Investing in mutual funds, including tax-saving ones, requires careful consideration. Experts often advise being cautious when selecting ELSS tax-saving funds. This guide aims to help you choose the right ELSS fund for your investment portfolio. But first, let’s quickly review what ELSS mutual funds are all about.
ELSS (Equity Linked Savings Scheme) funds are tax-saving mutual funds that must invest at least 80% of their assets in equity and related securities. These funds allow for a tax deduction of up to Rs 1.5 lakh under Section 80C of the Income Tax Act, 1961. By investing in ELSS, you can save up to Rs 46,800 annually if you’re in the highest tax bracket, offering the benefits of both capital growth and tax savings.

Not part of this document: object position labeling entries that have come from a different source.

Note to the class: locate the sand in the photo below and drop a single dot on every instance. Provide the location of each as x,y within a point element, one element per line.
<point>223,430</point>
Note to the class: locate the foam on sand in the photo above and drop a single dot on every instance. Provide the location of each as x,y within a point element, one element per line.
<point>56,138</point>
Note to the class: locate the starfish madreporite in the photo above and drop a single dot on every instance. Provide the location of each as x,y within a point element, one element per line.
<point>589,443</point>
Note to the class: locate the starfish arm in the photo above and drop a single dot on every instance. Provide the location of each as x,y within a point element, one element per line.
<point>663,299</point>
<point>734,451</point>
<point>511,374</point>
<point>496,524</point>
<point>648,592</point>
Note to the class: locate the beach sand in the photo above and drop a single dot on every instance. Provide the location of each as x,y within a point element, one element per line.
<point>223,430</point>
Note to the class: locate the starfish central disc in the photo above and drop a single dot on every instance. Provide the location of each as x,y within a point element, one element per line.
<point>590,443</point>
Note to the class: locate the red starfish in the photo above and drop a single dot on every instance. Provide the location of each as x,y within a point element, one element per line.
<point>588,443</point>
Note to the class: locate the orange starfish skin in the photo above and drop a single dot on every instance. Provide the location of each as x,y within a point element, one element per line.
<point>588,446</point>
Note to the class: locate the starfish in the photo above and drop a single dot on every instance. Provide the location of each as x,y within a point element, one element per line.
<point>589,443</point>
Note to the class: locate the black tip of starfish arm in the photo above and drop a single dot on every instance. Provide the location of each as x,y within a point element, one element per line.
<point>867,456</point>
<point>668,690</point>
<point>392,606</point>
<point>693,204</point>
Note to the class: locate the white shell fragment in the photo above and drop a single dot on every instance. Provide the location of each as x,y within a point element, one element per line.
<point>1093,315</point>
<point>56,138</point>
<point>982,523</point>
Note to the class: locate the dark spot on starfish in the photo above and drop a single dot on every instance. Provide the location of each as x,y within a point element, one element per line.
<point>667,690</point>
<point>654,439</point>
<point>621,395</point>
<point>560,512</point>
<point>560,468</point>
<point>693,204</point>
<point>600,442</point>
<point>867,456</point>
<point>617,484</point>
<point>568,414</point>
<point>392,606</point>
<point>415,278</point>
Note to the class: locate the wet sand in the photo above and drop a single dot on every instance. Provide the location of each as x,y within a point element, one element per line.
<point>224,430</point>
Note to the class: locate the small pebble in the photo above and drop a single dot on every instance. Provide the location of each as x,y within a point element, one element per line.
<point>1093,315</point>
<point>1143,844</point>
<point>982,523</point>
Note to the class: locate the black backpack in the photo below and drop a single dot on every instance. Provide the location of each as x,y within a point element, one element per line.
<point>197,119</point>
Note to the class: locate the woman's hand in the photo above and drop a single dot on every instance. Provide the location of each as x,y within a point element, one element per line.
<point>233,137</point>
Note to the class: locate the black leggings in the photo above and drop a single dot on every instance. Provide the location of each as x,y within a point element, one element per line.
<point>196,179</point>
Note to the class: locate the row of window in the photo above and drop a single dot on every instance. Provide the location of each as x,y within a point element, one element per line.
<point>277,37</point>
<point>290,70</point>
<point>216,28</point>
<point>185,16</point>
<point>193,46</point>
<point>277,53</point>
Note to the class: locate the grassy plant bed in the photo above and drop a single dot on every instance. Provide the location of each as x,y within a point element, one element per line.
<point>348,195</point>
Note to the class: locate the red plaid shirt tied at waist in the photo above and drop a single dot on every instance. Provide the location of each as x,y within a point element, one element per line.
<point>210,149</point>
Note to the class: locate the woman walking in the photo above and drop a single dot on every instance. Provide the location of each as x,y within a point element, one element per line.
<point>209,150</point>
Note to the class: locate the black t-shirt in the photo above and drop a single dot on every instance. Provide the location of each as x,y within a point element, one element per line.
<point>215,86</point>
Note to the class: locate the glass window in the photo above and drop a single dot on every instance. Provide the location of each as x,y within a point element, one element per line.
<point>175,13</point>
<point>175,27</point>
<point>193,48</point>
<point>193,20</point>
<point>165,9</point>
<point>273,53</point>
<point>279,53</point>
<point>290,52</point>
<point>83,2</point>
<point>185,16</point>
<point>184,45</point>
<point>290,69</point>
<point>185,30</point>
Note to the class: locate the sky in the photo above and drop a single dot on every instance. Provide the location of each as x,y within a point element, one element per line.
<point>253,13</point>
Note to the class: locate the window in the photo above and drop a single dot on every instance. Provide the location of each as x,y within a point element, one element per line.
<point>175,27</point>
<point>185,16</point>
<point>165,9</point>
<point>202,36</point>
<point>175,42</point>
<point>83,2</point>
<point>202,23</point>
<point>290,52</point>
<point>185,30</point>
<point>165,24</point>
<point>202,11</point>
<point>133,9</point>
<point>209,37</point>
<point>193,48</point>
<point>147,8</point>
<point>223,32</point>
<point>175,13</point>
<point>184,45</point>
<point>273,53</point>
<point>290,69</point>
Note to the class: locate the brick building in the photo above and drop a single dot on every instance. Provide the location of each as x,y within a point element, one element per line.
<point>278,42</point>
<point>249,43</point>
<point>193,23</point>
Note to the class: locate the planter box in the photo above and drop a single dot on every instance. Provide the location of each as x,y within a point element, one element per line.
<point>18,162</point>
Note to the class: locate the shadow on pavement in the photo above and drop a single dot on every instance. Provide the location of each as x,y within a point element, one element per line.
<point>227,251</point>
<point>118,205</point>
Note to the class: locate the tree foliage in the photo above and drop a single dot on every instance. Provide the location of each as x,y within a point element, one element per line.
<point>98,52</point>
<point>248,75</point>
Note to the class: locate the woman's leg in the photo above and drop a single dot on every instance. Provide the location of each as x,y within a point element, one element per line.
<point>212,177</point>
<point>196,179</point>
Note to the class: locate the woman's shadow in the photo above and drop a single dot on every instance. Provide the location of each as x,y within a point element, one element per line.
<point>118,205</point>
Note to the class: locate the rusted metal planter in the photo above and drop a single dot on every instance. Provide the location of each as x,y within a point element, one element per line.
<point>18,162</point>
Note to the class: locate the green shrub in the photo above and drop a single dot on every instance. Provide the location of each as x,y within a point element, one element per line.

Here are some tips for choosing the right ELSS tax-saving mutual funds:
Avoid Chasing Top Performers
It’s tempting to go for mutual funds that are performing well, but decisions based solely on annual returns can be misleading, as there’s no guarantee of future results. A fund doing exceptionally well today may not perform the same way next quarter. Rather than focusing on recent returns, assess the fund’s performance over multiple time frames.
Evaluate the Risk-Return Ratio
Usually, higher risk comes with the potential for higher returns. Before investing in ELSS funds, consider their risk-return potential. The Sharpe Ratio can help determine this by showing the returns a scheme generates for the extra risk taken.
Examine the Fund’s Composition
The composition of a fund indicates the types of assets or securities it holds. A diversified equity fund like an ELSS should invest in various securities across different market caps and industries. Remember, you can’t entirely eliminate market risks with mutual funds, especially equity-based ones. No two ELSS funds have the same composition. If you’re aiming for high returns and willing to take on more risk, opt for funds with a higher allocation in small-cap funds. Conversely, if you prefer lower risk, consider funds primarily investing in large-cap stocks.
It’s always wise to thoroughly evaluate a mutual fund before investing to avoid poor decisions. Make sure your investments align with your time horizon, risk tolerance, and financial goals. Happy investing!